Styles of Perl Programming
#!/usr/bin/perl
print "Hello, world!\n";
Perl started life inspired by C, shell, various Unix utilities such as
sed and awk, and some other languages, and has continued to borrow
useful/beautiful constructs from others throughout its evolution. It
has been said that Perl is a language in which people can write their
own language, and this is equally valid as criticism and praise. It is
very possible to use Perl primarily as a better shell script language
than shell -- shell programming is subject to the whims of various Unix
vendors, not just in the details of the shell, but also in how sed, awk,
and the like work. Portable shell programming is very difficult. Many
programmers have reported being happy moving from languages such as LISP
to Perl. I don't know LISP well enough to comment on this :) Due to the
popularity of C, C++, and Java, many people's Perl resemble those languages
structures and flow. Perl is, in my eyes, a better C than C, and similarly
for those other languages, and you can see a lot of C in my Perl. There are,
however, advantages to picking up Perl idioms over time. Unlike a lot
of these other languages, you don't need to know much Perl to do something
useful with it. Perl is also capable of Object-Oriented Programming,
with most CPAN modules offering only object interfaces.
Perl Data Types
Perl has 5 essential data types.
Data types
- Scalar ($) -- Scalars hold single values. They hold numbers, strings, objects, references, and any other single elements you might want. Perl isn't picky about what you put in a scalar, and will determine by context and content what you want when you use a scalar. Scalars are marked by the '$' prefix.
$a = "Cat";
$a = $a . "'s Whiskers";
print $a . "\n";
returns Cat's Whiskers. If we then do:
$a += 2;
print "$a\n";
we get 2. We then might do
$a .= " is it\n";
print $a;
We'd get 2 is it. When Perl is asked to interpret a scalar as
a number that was last used as a string, it looks for something that
looks like a number at the beginning, numerifies it, and uses it.
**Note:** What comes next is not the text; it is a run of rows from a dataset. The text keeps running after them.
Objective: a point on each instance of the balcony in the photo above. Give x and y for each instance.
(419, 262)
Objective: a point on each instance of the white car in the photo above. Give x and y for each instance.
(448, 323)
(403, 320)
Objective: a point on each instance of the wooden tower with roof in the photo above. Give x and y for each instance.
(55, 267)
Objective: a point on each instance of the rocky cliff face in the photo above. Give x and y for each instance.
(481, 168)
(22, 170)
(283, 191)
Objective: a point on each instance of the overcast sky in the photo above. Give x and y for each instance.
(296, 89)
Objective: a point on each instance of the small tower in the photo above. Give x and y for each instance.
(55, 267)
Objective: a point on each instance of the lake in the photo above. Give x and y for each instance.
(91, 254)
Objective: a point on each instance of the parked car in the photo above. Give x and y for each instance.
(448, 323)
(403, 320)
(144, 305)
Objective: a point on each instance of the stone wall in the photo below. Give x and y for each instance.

When asked to use a number as a string, it simply stringifies it.
Perl strings are sized automatically, can be assigned into, and
can be manipulated in powerful ways using substr and regular
expressions.
- Arrays (@) -- Arrays hold ordered, indexed lists of scalars.
To refer to a list as a whole, the '@' prefix is used. To refer to
a scalar in a list, '$' is used with the index. It is also possible
to refer to a slice of a list, assigning into or reading out of those
parts, with a continuous or explicit range. A list is an immediate
form of an array, specified as values in parentheses.
@cats = ("Wally", "Nemesis", "Sammy", "Oliver");
foreach $cat (@cats)
{
print "We have a cat called $cat\n";
}
is the same thing as
@cats = ("Wally", "Nemesis", "Sammy", "Oliver");
for($i=0; $i<= $#cats; $i++)
{
print("We have a cat called " . $cats[$i] . "\n");
}
Assigning lists is handled intelligently:
($foo,undef,$bar) = @ARGV[0..$#ARGV];
print $foo . "\n";
This prints out the first argument passed to the script.
Assigning to undef in a list is useful to discard parts of
the source list. Note that it is not a problem if @ARGV is
bigger than the target list -- extra elements are discarded.
Notice also that if @ARGV is shorter, the assignment will still
happen, but the unmatched elements will get the value undef
(more on that later). Finally, note that the @ARGV array (familiar
to C programmers) is an array in Perl (@ARGV's element 0 is
C's argv[1].)
The last index of an array @foo is available as $#foo,
whereas the size of the same array is available as scalar(@foo)
or otherwise attempting to retrieve @foo in scalar context. It is
possible to push, pop, shift, and unshift an array, each an operation
that places and retrieves new values at the start and end of an
array, respectively. A destructive way to do the above examples
would be
@cats = ("Wally", "Nemesis", "Sammy", "Oliver");
while(my $cat = pop(@cats) )
{
printf("We have a cat called %s\n", $cat);
}
- Hash/Associative Array (%) --
Hashes are another kind of list that, instead of using numeric
indices, uses scalar indices (called keys). They can be used
for a number of purposes, including code-organizational purposes.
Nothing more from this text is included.